San Francisco and the other side of luck

I’m in San Francisco for a large and very important conference on ageing, the IAGG (International Association of Geriatrics and Gerontology), a great opportunity to learn and exchange ideas. It is also a spectacular city, with wonderful quirks and extraordinary views. But it is a city full of people whose untreated mental health problems have condemned them to living in the street in horrible conditions. Many of them are old, perhaps living with dementia, here we are, in an immaculately clean room talking about research on how to support people with dementia in living better, and just take a look outside.

Two weeks ago, in Manila, I was also shocked by the numbers of people who live in the streets.
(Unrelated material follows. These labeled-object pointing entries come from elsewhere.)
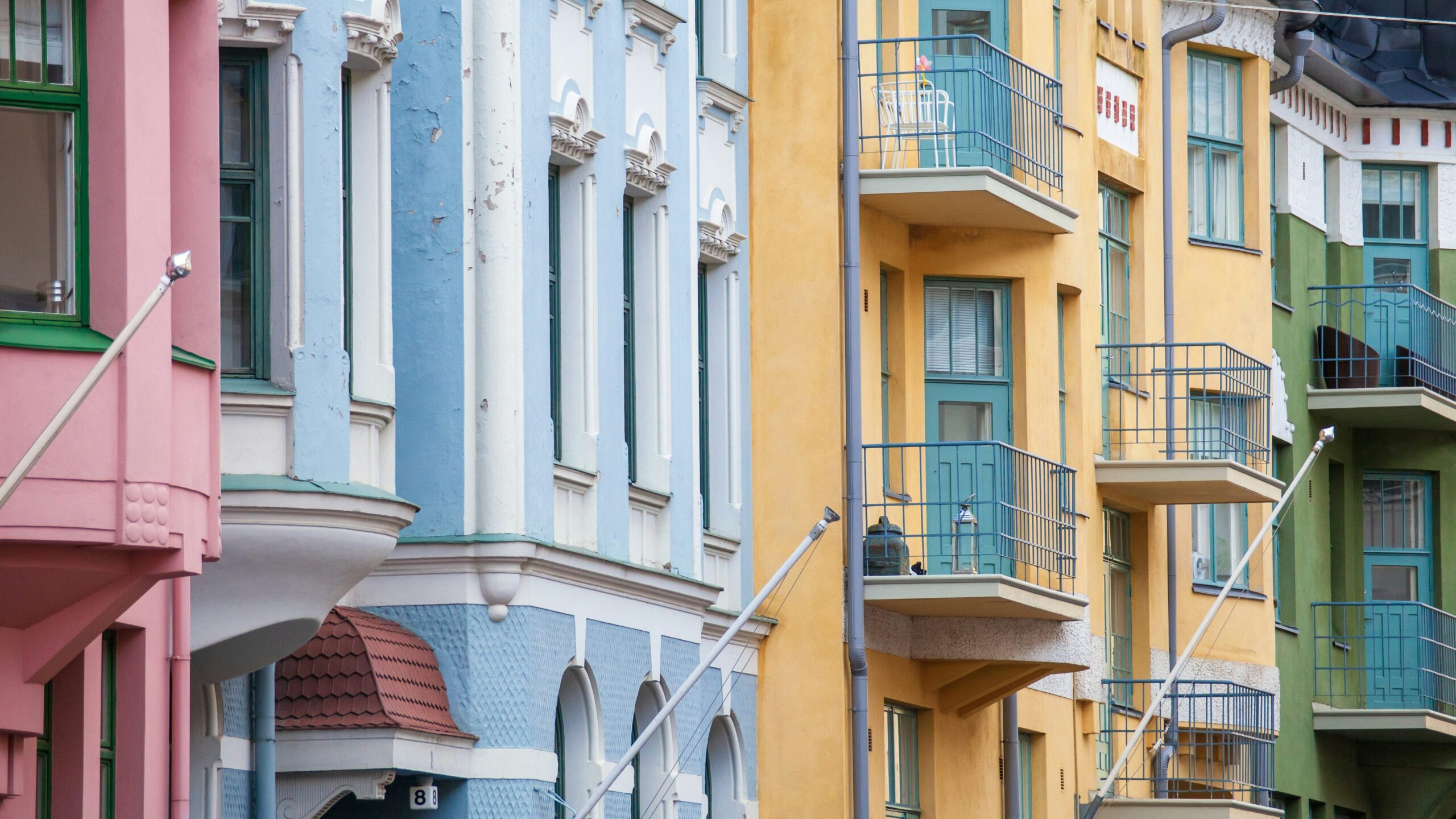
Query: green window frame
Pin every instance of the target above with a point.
(108, 725)
(705, 481)
(1392, 201)
(630, 333)
(1221, 532)
(901, 763)
(1117, 556)
(1215, 149)
(554, 301)
(60, 88)
(243, 231)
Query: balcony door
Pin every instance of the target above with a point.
(967, 398)
(974, 79)
(1397, 511)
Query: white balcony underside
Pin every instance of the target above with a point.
(287, 559)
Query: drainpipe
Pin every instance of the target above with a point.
(181, 693)
(854, 426)
(1173, 38)
(1011, 758)
(266, 766)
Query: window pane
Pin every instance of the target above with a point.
(237, 115)
(37, 229)
(59, 42)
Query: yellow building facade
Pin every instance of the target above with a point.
(1020, 465)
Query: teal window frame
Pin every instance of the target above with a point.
(72, 98)
(108, 725)
(1212, 142)
(554, 302)
(705, 481)
(630, 333)
(255, 177)
(1421, 205)
(901, 761)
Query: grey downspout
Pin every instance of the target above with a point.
(1173, 38)
(854, 426)
(266, 764)
(1011, 758)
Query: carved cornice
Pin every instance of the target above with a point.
(255, 22)
(717, 242)
(1244, 30)
(643, 14)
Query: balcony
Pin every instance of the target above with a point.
(958, 133)
(1385, 672)
(970, 530)
(1219, 763)
(1184, 423)
(1385, 356)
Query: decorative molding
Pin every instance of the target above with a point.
(644, 14)
(312, 795)
(375, 38)
(255, 22)
(1244, 30)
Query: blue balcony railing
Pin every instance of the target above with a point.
(1378, 336)
(1385, 655)
(969, 507)
(1221, 403)
(1223, 747)
(960, 102)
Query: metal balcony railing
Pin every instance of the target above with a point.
(960, 102)
(1221, 401)
(969, 507)
(1223, 747)
(1385, 655)
(1385, 336)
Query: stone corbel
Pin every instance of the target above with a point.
(311, 795)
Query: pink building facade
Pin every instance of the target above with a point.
(110, 131)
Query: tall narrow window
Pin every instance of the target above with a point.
(346, 187)
(43, 140)
(43, 761)
(243, 76)
(705, 483)
(108, 725)
(901, 763)
(1215, 149)
(1117, 554)
(628, 336)
(554, 302)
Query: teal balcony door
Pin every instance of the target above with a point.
(1397, 511)
(974, 79)
(967, 398)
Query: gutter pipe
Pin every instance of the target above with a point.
(1173, 38)
(854, 421)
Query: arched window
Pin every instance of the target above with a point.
(578, 739)
(724, 781)
(653, 793)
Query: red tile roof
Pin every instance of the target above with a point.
(362, 671)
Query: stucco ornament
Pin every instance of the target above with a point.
(1244, 30)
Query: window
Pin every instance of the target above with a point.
(1215, 149)
(108, 725)
(554, 302)
(243, 86)
(628, 336)
(1117, 553)
(1219, 538)
(901, 763)
(963, 331)
(43, 139)
(704, 384)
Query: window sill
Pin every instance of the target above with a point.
(1242, 594)
(1226, 247)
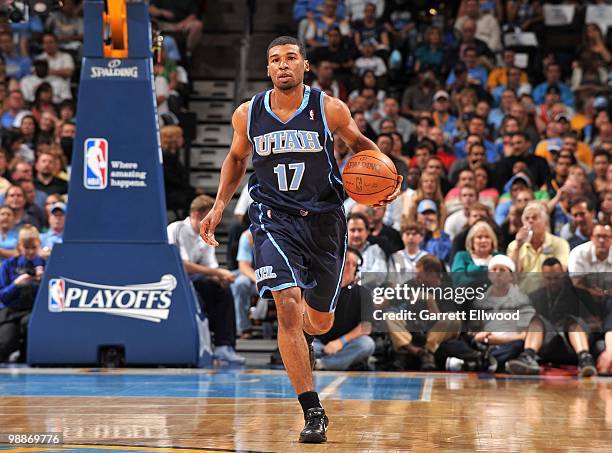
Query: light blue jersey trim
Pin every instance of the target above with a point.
(335, 298)
(263, 227)
(276, 288)
(249, 120)
(323, 115)
(297, 112)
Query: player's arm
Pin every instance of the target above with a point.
(232, 171)
(340, 121)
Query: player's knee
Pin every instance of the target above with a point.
(322, 324)
(288, 313)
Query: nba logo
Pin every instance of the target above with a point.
(56, 294)
(96, 163)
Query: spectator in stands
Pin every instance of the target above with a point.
(391, 111)
(348, 342)
(385, 236)
(436, 241)
(43, 100)
(369, 62)
(499, 76)
(557, 330)
(55, 235)
(8, 233)
(244, 288)
(19, 281)
(60, 63)
(477, 126)
(477, 212)
(17, 66)
(534, 244)
(16, 199)
(442, 116)
(477, 74)
(45, 179)
(374, 259)
(417, 98)
(35, 200)
(422, 339)
(371, 29)
(538, 167)
(404, 261)
(504, 296)
(431, 54)
(601, 161)
(14, 106)
(452, 201)
(210, 281)
(67, 25)
(176, 177)
(487, 26)
(553, 78)
(468, 39)
(582, 212)
(481, 246)
(320, 24)
(179, 16)
(337, 52)
(326, 81)
(456, 221)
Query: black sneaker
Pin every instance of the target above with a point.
(309, 340)
(315, 426)
(428, 363)
(586, 365)
(526, 363)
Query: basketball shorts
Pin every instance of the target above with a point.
(303, 251)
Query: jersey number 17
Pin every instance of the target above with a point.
(281, 172)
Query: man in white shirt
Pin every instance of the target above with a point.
(60, 63)
(374, 259)
(457, 220)
(594, 258)
(210, 281)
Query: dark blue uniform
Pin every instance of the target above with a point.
(297, 220)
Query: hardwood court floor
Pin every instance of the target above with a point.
(250, 410)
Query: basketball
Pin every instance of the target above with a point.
(369, 177)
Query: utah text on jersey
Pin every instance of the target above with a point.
(289, 141)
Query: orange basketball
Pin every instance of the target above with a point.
(369, 177)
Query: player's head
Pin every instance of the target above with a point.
(286, 62)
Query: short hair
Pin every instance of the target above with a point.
(601, 152)
(28, 234)
(537, 206)
(582, 199)
(478, 206)
(426, 143)
(283, 40)
(412, 226)
(358, 216)
(550, 262)
(429, 263)
(472, 232)
(201, 204)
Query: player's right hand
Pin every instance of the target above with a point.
(208, 226)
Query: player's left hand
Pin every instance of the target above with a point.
(208, 226)
(332, 347)
(396, 193)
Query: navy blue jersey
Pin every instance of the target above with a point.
(295, 168)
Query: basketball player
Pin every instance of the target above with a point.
(297, 221)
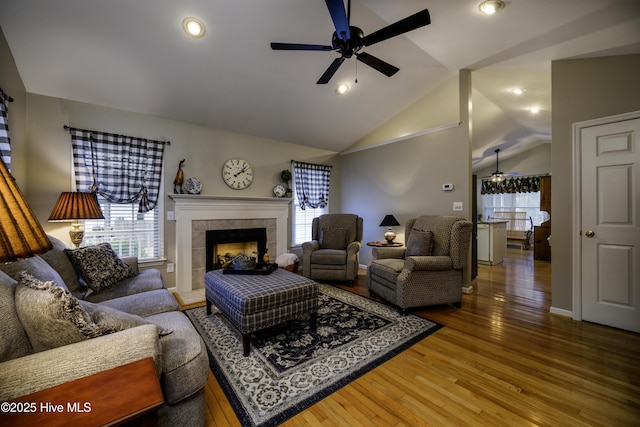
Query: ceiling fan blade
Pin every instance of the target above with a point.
(339, 18)
(384, 67)
(299, 46)
(405, 25)
(324, 79)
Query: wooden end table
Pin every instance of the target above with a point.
(384, 244)
(128, 395)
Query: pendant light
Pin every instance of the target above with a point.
(497, 176)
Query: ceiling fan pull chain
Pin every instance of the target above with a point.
(356, 72)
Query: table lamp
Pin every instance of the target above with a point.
(72, 207)
(389, 221)
(21, 235)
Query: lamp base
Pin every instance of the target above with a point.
(389, 235)
(77, 234)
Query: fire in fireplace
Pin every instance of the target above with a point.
(222, 245)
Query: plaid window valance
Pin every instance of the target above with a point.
(312, 184)
(5, 148)
(521, 184)
(122, 169)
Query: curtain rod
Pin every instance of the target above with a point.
(115, 134)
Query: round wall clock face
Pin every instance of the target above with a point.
(237, 173)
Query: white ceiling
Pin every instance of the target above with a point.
(133, 55)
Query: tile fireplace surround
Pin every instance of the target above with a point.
(196, 214)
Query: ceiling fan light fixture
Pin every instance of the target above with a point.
(193, 27)
(489, 7)
(341, 89)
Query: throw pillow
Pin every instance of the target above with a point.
(109, 318)
(14, 342)
(420, 243)
(51, 316)
(333, 238)
(99, 266)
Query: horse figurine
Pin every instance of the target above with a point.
(179, 180)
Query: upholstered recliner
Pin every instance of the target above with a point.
(429, 271)
(333, 254)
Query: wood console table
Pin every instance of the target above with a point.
(384, 244)
(128, 395)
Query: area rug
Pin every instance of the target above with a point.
(290, 368)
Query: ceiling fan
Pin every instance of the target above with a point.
(348, 40)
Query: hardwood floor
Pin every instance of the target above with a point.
(501, 359)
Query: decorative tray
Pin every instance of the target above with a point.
(261, 268)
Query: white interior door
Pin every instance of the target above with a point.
(610, 220)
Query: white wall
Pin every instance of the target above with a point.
(49, 169)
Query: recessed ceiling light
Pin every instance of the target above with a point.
(193, 27)
(342, 89)
(489, 7)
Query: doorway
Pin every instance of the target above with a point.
(606, 285)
The Philippines is a poor and troubled country. But the US is one of the richest countries in the world.

Homelessness is increasing rapidly where I live too, in Canterbury, as austerity cuts are taking away the safety nets that prevent that people whose lives take a bad turn lose everything and have made it much harder to access timely mental health care services.

What kind of world are we heading towards? Do we understand that all of us could be them, the people lying on the pavement that we try to avoid stepping over on the way to a conference? Life can take unexpected turns for all of us, something may happen that we can’t cope with and we lose our jobs, our homes… and if we are the unlucky ones, how do we want to be treated?

It took European countries many decades to build welfare states that provide safety nets to avoid precisely this. It is not taking very long to dismantle them. Unless we all insure each other through collective mechanisms (yes, taxes, or insurance contributions), more and more of us can find ourselves as bodies on the side of the road.

We can all be on the other side of luck.